Au fond, ma démarche invite à interroger ce qui n’est pas dit par et dans les sources, comme manière de mieux éclairer le sens de ce qu’elles disent. Je prendrai un exemple de mésinterprétation de ce que disent les sources, fondées sur le fait de ne pas avoir tenu compte de ce qu’elles ne disaient pas. Au cours des XVIe-XVIIe siècles, les princesses ottomanes paraissent plus importantes sur la scène publique, du fait qu’elles sont plus régulièrement mentionnées dans les sources historiques – dans le cadre de cérémonies dynastiques. La conclusion généralement convenue tient à y voir, d’une part un accroissement de leur pouvoir politique, d’autre part une forme de substitution des hommes de la dynastie, par l’usage accru des femmes – les deux phénomènes étant conçus dans une relation de causalité.

Or, je crois que les deux analyses sont fausses : non seulement, les XVIe-XVIIe siècles ne correspondent pas à une montée en puissance des princesses ottomanes sur la scène politique, mais au contraire, ils scellent leur retrait, derrière la figure – montante, elle – des reines mères. Je vous épargne les explications socio-historiques qui accompagnent cette démonstration, elles figurent dans ma thèse. En outre – et on touche là le cœur du problème –, rien ne prouve que les princesses ottomanes aient réellement été plus sollicitées dans le domaine cérémoniel qu’au cours des siècles précédents : l’analyse repose sur un présupposé que je réfute, à savoir que si les sources se mettent à en parler à cette époque, alors que les attestations pour les siècles antérieurs sont plus rares, ce serait nécessairement la marque qu’une réalité historique. Il n’y a rien de plus dangereux que de croire sur parole une source, au motif que si elle le dit, c’est que ce doit être vrai : les sources mentent, les sources omettent, surtout, la nature des sources évolue et, avec elle, leur contenu. Ce qui s’est passé, au cours des XVIe-XVIIe siècles, tient moins d’un changement de positionnement des princesses ottomanes dans les pratiques cérémonielles, qu’une profonde transformation des formes d’écriture de l’histoire, qui se met à mentionner des événements qu’elles taisaient auparavant. Que les mariages des princesses aient toujours fait l’objet de cérémonies est une certitude, difficile à documenter, mais palpable à travers la documentation. Que ces cérémonies tiennent graduellement de plus en plus de place dans les chroniques de règne est l’expression d’un changement de style. Et – j’anticipe la critique – le phénomène ne touche pas que les princesses : ce sont tous les membres de la dynastie qui trouvent de plus en plus de place dans ces récits, princes compris ! Le propos de ces chroniques se déplace d’un récit tourné vers la personne du sultan (éventuellement, quelque autre grande figure), à un récit englobant la dynastie et, de plus en plus, l’ensemble de la cour. Les princesses ottomanes ne sont pas plus importantes sur la scène politique : elles sont simplement plus visibles pour l’historien.

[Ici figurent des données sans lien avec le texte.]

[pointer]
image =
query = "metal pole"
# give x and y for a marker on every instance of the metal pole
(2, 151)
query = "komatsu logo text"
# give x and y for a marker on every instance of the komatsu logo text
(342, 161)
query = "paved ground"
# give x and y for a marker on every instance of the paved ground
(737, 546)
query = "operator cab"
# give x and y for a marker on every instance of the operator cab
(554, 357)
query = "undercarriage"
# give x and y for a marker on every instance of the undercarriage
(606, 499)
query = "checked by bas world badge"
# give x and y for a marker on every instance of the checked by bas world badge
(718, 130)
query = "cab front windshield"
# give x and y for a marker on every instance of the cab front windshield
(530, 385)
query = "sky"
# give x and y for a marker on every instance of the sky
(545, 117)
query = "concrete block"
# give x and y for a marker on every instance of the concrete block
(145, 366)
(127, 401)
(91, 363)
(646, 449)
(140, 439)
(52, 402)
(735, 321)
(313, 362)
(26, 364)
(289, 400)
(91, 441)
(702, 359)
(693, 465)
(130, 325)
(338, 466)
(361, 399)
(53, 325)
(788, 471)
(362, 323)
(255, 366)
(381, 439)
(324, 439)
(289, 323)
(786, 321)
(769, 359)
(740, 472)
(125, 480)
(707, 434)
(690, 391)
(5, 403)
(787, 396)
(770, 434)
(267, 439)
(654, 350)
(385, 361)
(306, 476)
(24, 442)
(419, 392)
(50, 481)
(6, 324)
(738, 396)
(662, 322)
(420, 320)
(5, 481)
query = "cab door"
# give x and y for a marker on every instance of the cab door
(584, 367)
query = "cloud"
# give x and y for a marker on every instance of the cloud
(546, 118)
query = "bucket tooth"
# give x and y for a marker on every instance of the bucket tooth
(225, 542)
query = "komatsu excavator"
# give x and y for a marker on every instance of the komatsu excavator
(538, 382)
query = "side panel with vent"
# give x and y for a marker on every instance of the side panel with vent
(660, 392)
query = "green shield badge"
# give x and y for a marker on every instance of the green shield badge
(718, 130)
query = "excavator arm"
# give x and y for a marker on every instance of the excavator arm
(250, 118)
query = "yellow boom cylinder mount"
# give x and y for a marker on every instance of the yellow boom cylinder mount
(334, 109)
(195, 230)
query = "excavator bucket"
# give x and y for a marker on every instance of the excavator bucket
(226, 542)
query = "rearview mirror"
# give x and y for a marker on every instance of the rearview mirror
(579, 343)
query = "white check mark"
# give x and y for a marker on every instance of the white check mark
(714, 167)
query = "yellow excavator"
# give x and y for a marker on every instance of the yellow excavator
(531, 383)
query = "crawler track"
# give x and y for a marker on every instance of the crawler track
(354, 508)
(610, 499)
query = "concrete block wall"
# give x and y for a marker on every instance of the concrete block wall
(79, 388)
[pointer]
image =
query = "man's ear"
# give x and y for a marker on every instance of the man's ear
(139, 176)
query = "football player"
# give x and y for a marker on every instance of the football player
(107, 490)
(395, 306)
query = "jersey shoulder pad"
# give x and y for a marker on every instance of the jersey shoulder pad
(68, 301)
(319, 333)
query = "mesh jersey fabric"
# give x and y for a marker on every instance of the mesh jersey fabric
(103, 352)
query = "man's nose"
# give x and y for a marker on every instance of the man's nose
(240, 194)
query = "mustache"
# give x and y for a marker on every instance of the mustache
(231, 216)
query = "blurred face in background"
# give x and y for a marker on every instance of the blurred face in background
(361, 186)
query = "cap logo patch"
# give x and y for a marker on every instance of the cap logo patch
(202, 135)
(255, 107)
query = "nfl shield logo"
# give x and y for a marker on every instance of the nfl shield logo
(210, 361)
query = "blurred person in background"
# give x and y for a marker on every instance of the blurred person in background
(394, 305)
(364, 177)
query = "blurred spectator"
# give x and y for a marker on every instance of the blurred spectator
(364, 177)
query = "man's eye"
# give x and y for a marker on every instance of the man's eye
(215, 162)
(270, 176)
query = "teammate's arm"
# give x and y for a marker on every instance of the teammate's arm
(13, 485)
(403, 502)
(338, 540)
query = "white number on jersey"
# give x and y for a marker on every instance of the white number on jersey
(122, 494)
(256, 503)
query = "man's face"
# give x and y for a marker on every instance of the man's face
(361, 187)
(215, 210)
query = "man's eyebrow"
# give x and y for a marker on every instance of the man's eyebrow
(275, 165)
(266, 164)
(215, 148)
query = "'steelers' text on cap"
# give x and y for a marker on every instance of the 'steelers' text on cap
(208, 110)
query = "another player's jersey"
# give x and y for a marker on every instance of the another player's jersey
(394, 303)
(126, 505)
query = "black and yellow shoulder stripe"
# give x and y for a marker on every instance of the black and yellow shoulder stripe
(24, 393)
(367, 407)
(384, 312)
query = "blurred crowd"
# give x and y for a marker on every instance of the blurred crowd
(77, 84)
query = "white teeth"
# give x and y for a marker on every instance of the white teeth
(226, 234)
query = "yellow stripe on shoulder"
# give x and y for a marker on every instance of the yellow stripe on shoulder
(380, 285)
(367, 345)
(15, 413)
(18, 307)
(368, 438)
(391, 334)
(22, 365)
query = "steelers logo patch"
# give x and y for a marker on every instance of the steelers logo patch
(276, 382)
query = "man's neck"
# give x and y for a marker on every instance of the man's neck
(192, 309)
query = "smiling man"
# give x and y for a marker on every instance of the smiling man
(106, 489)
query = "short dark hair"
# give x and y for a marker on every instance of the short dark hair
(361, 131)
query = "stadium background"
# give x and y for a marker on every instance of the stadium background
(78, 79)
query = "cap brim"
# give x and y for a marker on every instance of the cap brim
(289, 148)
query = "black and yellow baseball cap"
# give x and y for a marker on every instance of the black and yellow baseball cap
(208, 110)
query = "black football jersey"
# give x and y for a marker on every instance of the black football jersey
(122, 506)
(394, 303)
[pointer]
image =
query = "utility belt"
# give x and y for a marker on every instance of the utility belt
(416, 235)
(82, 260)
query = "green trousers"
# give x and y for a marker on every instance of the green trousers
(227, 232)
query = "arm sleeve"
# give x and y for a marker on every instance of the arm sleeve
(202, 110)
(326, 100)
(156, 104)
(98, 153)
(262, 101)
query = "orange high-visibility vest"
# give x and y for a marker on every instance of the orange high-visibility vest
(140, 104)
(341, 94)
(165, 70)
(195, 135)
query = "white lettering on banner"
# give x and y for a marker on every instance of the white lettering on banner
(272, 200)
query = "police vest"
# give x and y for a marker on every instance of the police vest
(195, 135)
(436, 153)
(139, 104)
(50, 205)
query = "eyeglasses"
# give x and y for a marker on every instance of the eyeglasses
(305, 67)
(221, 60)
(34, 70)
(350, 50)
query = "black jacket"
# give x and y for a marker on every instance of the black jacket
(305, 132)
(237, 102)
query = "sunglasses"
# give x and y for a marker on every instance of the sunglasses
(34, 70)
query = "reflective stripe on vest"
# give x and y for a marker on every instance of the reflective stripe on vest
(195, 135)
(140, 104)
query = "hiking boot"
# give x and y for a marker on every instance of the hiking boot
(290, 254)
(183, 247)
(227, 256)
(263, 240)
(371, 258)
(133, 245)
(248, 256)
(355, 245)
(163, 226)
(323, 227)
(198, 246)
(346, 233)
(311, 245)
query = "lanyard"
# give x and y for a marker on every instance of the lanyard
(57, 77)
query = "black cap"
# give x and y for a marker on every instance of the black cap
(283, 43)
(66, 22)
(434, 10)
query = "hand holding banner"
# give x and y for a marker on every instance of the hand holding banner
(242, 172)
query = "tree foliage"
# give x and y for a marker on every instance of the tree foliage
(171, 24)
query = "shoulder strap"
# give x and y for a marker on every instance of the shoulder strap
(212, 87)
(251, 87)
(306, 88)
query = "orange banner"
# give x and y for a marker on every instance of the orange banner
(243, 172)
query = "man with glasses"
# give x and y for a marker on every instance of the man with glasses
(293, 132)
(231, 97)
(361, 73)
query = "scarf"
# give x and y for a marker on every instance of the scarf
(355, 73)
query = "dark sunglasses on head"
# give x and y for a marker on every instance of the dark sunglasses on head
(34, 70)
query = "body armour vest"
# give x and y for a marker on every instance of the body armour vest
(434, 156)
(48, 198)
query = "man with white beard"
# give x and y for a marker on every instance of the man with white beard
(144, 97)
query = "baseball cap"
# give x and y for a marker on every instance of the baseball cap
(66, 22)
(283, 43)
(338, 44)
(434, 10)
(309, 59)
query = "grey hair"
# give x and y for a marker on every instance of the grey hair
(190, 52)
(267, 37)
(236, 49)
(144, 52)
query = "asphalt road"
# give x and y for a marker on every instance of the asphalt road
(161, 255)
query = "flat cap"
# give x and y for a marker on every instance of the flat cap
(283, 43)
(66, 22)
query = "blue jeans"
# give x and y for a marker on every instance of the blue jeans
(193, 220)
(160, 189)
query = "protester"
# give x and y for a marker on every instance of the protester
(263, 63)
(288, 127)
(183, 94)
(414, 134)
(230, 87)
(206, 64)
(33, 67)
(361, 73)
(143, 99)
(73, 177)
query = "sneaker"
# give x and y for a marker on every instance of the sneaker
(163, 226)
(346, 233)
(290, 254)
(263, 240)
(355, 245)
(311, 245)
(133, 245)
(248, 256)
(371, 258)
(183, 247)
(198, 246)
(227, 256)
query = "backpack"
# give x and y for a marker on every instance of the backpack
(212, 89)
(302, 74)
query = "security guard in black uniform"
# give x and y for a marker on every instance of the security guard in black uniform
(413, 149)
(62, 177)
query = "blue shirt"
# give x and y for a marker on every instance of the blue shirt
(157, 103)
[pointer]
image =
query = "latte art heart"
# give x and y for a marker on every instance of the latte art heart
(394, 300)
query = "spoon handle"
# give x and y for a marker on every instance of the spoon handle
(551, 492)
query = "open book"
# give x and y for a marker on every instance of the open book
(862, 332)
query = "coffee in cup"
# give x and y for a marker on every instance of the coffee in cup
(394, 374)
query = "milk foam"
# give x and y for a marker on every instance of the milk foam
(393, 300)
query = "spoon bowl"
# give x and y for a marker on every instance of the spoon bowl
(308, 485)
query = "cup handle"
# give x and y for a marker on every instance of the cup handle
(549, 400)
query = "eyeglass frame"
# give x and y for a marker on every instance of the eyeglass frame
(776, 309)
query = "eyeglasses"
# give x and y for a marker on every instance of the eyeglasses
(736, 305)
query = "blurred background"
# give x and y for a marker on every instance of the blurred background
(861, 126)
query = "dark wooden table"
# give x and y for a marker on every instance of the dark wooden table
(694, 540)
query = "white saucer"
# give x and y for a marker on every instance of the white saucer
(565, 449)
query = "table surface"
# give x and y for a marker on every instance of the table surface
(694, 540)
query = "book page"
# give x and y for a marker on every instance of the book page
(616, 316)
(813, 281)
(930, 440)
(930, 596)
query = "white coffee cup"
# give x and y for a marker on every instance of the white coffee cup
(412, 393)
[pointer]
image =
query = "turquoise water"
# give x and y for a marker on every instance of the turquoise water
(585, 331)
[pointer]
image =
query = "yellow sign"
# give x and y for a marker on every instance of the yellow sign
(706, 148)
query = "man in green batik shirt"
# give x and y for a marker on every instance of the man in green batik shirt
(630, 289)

Je ne cacherai pas que j’ai, régulièrement, des difficultés à convaincre, par-delà les arguments scientifiques – on admet, mais sans parvenir à adhérer. Cela m’a perturbé et je me suis posée la question des raisons de cette réticence à admettre l’idée que les femmes ottomanes puissent avoir un rôle politique. Selon moi, il s’agit plutôt d’une prise de position fondée sur des présupposés inconscients, largement fondés sur des héritages intellectuels intériorisés. Le phénomène n’est pas propre à mon objet d’étude : de nombreuses collègues travaillant sur des sociétés occidentales ont encouru ou encourent de telles réticences ; néanmoins, il me semble qu’ils s’avèrent encore plus compliqués à déconstruire, dans l’aire culturelle arabo-musulmane.

Quelle est la vision occidentale des femmes ottomanes ? Pouvez-vous nous parler des écrits de Mary Worthley Montagu ?

La vision occidentale des femmes ottomanes est issue de l’orientalisme. L’inconvénient de ce concept est qu’il dissimule de nombreuses diversités à l’intérieur de ce terme générique. En fonction des différents types d’orientalismes et des périodes historiques, les discours et images diffèrent. Lorsque l’on étudie l’orientalisme français, il y a un phénomène chronologique important. Le début de l’orientalisme peut être défini comme du « proto-orientalisme » élaboré au gré des premiers récits de voyageurs qui commencent à découvrir l’Empire ottoman entre le XVIème et XVIIème siècle. Durant cette période, l’Europe pense le monde et le classifie : la question des femmes y est minoritaire. On les retrouve néanmoins sous forme de représentations picturales. L’Europe a le désir de créer des types d’individus et au sein de cette topologie, les femmes et leurs costumes sont présents. Dans l’ouvrage de Nicolas de Nicolay, au milieu du XVIème siècle, l’auteur fait des descriptions des types de femmes qu’il rencontre dans l’Empire ottoman. Un seul chapitre est dédié à la question des femmes en particulier : lors de l’évocation du hammam (2-3 pages sur un récit qui en fait une centaine). Un tournant se fait à partir du XVIIIème siècle, les lettres de Mary Worthley Montagu ont sûrement eu un écho. Elle a contribué à donner une image des femmes très apprêtées et belles ; pourtant, par-delà ses dénégations de refaire comme ses prédécesseurs, elle remet également en avant le thème du hammam. Alors même que l’Empire ottoman est de plus en plus connu, une bascule se fait où le personnage des femmes est simplifié, réduit à une figure uniforme – la ‘femme orientale’ – qui entraîne le recouvrement (et la dissimulation) de l’ensemble des réalités sociologiques des femmes ottomanes. À partir de la seconde moitié du XVIIIème siècle, le thème des femmes devient porteur et permet de penser l’Orient.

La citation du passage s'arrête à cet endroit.